The Student Group Union has two remaining vacancies on its executive committee that will be filled by the end of the week, according to SGU executive committee chair and performing arts representative Aman Shahi (COL ’13).
The position for the student government representative and the non-advisory board remain open. These new representatives will serve alongside nine other members of the committee until November.
“There is no set deadline for us to fill these positions,” Shahi said. “The way the vacancies have worked, we’ve really just been filling vacancies as they come about.”
Executive committee terms usually begin at the end of April and last throughout the summer and fall semesters. However, after the first SGU elections were held in February, the group did not hold an election in April. Because of the extended term, positions opened up as committee members left campus to go abroad.
The SGU was founded last year to provide student groups with a forum to collaborate and represent student organizations at Georgetown. The union currently is comprised of 76 member organizations.
“A lot of last semester was really just getting off the ground and establishing basic administrative practices,” Shahi said. “Since then, we’ve begun to build relationships with important organizations on campus like GUSA. At this point, as we have matured as an organization, we are really focusing on the work that we can actually get done.”
SGU members sought to differentiate the group from SAC.
“SGU is completely separate from SAC,” SGU executive board member and Media Representative Emily Coccia (COL ’15) wrote in an email. “We are a way for groups to connect with other groups that probably face similar problems and share similar concerns. Both SAC- and non-SAC-funded groups have joined the SGU. One analogy would be that we are to student groups as GUSA is to the student body.”
According to Shahi, the SGU’s goals for this year include organizing a second student group summit, implementing suggestions from the Student Life Report, providing more resources to student groups and working with the Georgetown Conversation, an online forum that encourages dialogue among students, faculty and administrators.
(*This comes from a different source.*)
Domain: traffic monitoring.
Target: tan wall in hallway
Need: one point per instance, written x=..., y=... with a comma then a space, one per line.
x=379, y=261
But before these goals can be met, the union must firmly establish its presence on campus.
“I think accomplishments are kind of tough for us to define right now,” Shahi said. “Right now we are focusing on relevancy; we’re making sure that we are a part of the conversation, and we want to be able to provide student groups with services that they wouldn’t otherwise have.”
But Shahi is also hopeful for SGU’s first full year on campus.
“If you were to ask me the question ‘What has the SGU accomplished?’ a year from now,” he said, “I would want to have a list of concrete things, having been a functioning organization for a year. By that point, we will have a number of accomplishments under our belt.”